Careful not to trip on the stone blocks, she picked her way through the courtyard. The air was cool and fresh. A small fountain in the corner was bubbling murky water. Suddenly she heard a noise behind her and she stopped to listen. It was nothing.
There were four doors at the end of the courtyard, and she opened each one. The first led into a dining area, the second into a sitting room. Behind the third she found another darkened room. She spent a good five minutes looking for a light switch without success. She tried to open the window. It was locked, but beside it she spotted the outline of a table lamp. Fumbling, she managed to switch it on.

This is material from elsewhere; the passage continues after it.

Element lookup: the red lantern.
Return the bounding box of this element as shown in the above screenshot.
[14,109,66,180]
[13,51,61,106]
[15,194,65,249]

There was a desk in the middle of the room, and an elaborate computer system and a wall of books. The far end of the room was wide open and appeared to lead deeper into the darkened house.
She went to the desk and opened the drawers. She was hoping to find a clue, any clue at all, about where Mabus and Jacob and Eric had gone on their camping trip. She was sure this was where Jacob was heading right now. He had said that they’d gone to Mabus’s place for their trip. As far as she knew, it was the only place the three of them had in common.
The drawers were empty, but to the right of the desk was a corkboard, and here Miriam’s heart skipped. The same photo she’d seen at Jacob’s house, showing the three men in the desert, was pinned to the lower corner of the board. She almost couldn’t bear to look at Eric’s face, but she could see that he was genuinely happy in the shot, and it nearly brought tears to her eyes.
Hanging from the wall beside that was a framed satellite photo of the desert blown up to poster size. There were sand dunes and, in the center, a faint grid of white stones with the words
Qaryat al-Faw
written in block letters. Various signatures, some in Arabic, were scrawled along the edges of the print, which gave her the idea that this was an archaeological excavation of some sort, and that the people who had worked on the dig had created this commemorative poster for Mabus. She couldn’t make out any of the names. She pulled a pen and paper from her purse and scribbled down “Qaryat al-Faw.” At least this was something.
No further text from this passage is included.